Washington pede por cooperação no Egito

Esta declaração foi feita após o afastamento do marechal Tantawi e da anulação das prerrogativas políticas assumidas pelos militares, o que fortaleceu o presidente Mursi

No avião – Os Estados Unidos pediram nesta segunda-feira que os militares e o governo trabalhem juntos no Egito, após a aposentadoria do poderoso ministro da Defesa e chefe do Exército, o marechal Hussein Tantawi, pelo presidente Mohamed Mursi.

“É importante que os militares e os civis trabalhem em conjunto para resolver os desafios econômicos e de segurança que o Egito enfrenta”, disse o porta-voz da Casa Branca, Jay Carney, acrescentando: “Esperamos que o anúncio do presidente Mursi vá beneficiar o povo egípcio”.

Esta declaração foi feita após o afastamento do marechal Tantawi e da anulação das prerrogativas políticas assumidas pelos militares, o que fortaleceu o presidente egípcio.

A imprensa egípcia descreveu como “revolucionárias” essas decisões, enquanto alguns meios de comunicação estão preocupados em ver Mursi, da Irmandade Muçulmana, concentrar o poder em suas mãos.

Tantawi foi substituído por Abdel Fattah al-Sissi, já conhecido pelos Estados Unidos por causa de suas funções anteriores.

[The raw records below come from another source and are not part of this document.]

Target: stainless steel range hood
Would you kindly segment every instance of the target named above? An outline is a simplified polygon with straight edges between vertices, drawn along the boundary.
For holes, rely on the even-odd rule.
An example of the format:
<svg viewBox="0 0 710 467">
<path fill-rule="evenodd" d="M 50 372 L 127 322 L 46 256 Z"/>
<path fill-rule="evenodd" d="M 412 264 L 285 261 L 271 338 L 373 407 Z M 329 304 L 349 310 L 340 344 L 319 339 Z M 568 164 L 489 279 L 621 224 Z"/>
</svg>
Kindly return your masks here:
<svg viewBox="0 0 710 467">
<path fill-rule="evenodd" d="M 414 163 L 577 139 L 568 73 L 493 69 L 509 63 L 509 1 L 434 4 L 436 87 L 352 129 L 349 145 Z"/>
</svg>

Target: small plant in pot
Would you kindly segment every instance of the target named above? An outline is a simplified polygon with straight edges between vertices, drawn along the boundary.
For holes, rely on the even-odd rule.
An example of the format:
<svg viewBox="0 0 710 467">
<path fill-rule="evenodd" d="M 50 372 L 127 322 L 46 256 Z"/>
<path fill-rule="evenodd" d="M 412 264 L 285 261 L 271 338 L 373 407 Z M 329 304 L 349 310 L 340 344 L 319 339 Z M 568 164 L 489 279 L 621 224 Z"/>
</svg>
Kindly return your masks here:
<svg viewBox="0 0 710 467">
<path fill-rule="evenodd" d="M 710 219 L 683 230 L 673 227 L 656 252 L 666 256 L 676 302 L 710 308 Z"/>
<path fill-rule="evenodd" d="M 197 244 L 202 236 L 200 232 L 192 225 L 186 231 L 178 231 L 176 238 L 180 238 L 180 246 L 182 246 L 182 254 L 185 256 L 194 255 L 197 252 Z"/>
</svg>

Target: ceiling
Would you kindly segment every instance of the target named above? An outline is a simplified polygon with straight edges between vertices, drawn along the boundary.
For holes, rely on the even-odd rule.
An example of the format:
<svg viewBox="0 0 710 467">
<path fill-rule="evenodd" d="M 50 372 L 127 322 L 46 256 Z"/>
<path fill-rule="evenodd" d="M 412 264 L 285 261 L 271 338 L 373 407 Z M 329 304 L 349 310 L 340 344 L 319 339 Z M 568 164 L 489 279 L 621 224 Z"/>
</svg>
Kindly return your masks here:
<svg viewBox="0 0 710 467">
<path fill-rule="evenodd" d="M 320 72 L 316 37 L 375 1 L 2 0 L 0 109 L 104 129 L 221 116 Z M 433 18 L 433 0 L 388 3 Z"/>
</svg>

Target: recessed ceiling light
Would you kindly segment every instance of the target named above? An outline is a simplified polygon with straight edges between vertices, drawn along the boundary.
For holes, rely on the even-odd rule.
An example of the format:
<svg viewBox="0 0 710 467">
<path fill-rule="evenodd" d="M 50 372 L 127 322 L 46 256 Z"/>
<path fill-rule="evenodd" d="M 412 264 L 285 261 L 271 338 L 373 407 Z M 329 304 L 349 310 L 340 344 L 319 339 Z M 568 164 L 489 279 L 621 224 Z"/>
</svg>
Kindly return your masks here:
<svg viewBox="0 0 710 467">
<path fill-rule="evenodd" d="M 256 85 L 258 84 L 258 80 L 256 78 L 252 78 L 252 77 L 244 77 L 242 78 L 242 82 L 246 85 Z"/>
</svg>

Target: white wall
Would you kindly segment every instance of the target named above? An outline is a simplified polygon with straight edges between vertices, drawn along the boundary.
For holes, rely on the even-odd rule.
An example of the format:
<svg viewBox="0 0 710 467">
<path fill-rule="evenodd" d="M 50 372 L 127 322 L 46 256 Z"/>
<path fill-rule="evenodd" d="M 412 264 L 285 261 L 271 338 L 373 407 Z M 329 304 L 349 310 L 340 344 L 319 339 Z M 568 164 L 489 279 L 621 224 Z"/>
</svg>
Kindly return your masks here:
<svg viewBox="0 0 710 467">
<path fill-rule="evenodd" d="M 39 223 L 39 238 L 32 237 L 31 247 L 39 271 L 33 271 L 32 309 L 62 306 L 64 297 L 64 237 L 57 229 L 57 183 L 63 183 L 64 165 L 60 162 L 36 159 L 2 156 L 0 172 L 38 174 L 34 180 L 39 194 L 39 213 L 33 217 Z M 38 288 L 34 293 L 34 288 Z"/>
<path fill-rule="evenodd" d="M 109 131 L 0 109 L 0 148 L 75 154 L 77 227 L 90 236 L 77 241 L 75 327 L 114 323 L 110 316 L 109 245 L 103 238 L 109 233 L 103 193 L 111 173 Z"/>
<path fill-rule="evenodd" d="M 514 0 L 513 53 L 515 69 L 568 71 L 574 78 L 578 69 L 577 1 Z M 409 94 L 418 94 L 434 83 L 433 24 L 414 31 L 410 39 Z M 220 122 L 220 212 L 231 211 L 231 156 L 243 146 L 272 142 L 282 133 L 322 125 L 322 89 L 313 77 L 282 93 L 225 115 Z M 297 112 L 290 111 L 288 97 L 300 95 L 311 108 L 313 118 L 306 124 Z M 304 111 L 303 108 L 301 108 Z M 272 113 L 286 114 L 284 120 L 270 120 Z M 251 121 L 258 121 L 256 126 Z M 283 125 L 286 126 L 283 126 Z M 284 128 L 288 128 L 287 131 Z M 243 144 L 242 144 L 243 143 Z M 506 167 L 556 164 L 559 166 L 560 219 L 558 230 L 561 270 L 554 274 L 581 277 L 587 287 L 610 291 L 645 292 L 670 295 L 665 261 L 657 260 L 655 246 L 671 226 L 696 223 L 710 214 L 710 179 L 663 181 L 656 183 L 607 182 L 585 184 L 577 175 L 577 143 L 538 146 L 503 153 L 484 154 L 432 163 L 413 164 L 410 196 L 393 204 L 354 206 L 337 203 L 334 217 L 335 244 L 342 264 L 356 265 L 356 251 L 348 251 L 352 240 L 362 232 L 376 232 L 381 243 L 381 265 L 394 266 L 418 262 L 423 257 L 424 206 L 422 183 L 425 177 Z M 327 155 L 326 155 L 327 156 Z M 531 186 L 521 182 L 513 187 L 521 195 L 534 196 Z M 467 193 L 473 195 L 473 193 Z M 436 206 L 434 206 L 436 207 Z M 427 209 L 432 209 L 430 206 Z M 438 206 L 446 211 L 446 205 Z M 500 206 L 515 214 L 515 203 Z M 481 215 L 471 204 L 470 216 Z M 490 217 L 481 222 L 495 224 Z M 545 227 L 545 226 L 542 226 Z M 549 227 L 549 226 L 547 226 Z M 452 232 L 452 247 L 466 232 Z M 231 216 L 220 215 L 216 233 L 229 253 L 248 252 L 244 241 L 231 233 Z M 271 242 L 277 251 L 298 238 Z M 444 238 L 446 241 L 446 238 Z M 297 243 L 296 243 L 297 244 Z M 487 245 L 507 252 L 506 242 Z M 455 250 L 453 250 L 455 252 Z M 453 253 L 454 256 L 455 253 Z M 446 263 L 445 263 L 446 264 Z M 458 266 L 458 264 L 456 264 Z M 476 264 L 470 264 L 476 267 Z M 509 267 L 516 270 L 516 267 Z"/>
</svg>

Sua nomeação é bem-vinda, declarou Jay Carney.

“Nós esperamos que o presidente Mursi entre em coordenação com os militares para nomear uma nova equipe para o Ministério da Defesa e vamos continuar a trabalhar com os líderes civis e militares do Egito para avançar sobre os diversos pontos de interesse” , retomou o porta-voz da Casa Branca.

Esta reviravolta dramática acontece enquanto, no plano da segurança, o Egito enfrenta uma grave crise no Sinai, onde 16 de seus guardas fronteiriços foram mortos em 5 de agosto, perto da fronteira com Israel e a Faixa Gaza. O Exército egípcio vem realizando uma grande ofensiva contra os “elementos terroristas” na península.

Mursi, de fato, acabou com a tutela imposta pelo Conselho Supremo das Forças Armadas (CSFA). Este órgão tinha atribuído para si o Poder Legislativo em junho, logo após a dissolução da Assembleia dominada pelos islamitas, o que limitava consideravelmente a margem de manobra do presidente eleito.